La conversación estaba empezando a volverse incómoda, aunque Jara no hubiera podido decir exactamente por qué.

—Es un antiguo amigo de mi padre —dijo al fin, con renuencia.

—En ese caso es más que posible que tu padre y yo nos conozcamos también. Dale recuerdos míos cuando hables con él. Dile que el «jefe rojo» le envía saludos y lo felicita por su bella hija.

—Gracias. Lo haré. —Jara estaba aliviadísima de que no le hubiera preguntado nada sobre su padre. La sensación de miedo que siempre había tenido frente a aquel hombre se había intensificado a lo largo de la conversación. Estaba deseando contárselo a su padre y enterarse de qué significaba eso de «jefe rojo».

—¿Vais a acudir esta noche al templo, tú y la hermana princesa?

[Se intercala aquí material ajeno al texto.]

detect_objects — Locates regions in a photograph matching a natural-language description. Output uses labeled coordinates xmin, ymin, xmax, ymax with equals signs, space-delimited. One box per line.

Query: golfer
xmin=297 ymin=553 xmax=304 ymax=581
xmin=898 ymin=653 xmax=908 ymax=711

—Kentra sí, claro; lo está deseando. Incluso ha conseguido convencer a su marido de que le permita quedarse, a pesar de que tenía un acto importante en su país. Yo… no creo que a mí me dejen. Aún no he sido iniciada y, aunque quisiera, que no quiero, no daría tiempo. Me temo que tendré que perderme la aparición del ángel.

—Si aparece. —Durante unos segundos Jara no oyó más que una risa suave, como para sí mismo—. No me hagas caso, jovencita, soy hombre de poca fe. Pero en agradecimiento por la amabilidad que has tenido conmigo contestando a mis preguntas, te daré un pequeño consejo que prefiero que no compartas con nadie. No te pierdas la puesta del sol desde el templete que hay en el promontorio oeste de la isla.

—¿La puesta de sol de hoy? ¿En lo que llaman el Pabellón de la Perfecta Calma?

—Puedo asegurarte que será particularmente gloriosa. ¡Adiós, Jara Mendívil!

Antes de que ella pudiera contestar, la línea quedó vacía.

Mirando por encima del hombro para asegurarse de que nadie la veía, Jara buscó dentro del sujetador, sacó el móvil que estaba totalmente prohibido en la isla, y mandó un mensaje rápido a su padre:

«¿Quién es el jefe rojo? ¿Dónde estás? ¿Por qué está Ulli aquí en la isla? Llámame, por favor. Besos».

Luego salió al sol de mediodía dándole vueltas al consejo de aquel extraño ser. ¿Por qué tenía que estar al atardecer en el promontorio? ¿Debía decírselo a Kentra? Ella no se perdería por nada la aparición del ángel, pero le había dado muy mala espina aquel consejo. Le había dicho que se lo daba «en agradecimiento por su amabilidad», o sea, que era algo bueno para ella; pero también podía estar mintiendo.

Tendría que pensarlo con mucho cuidado.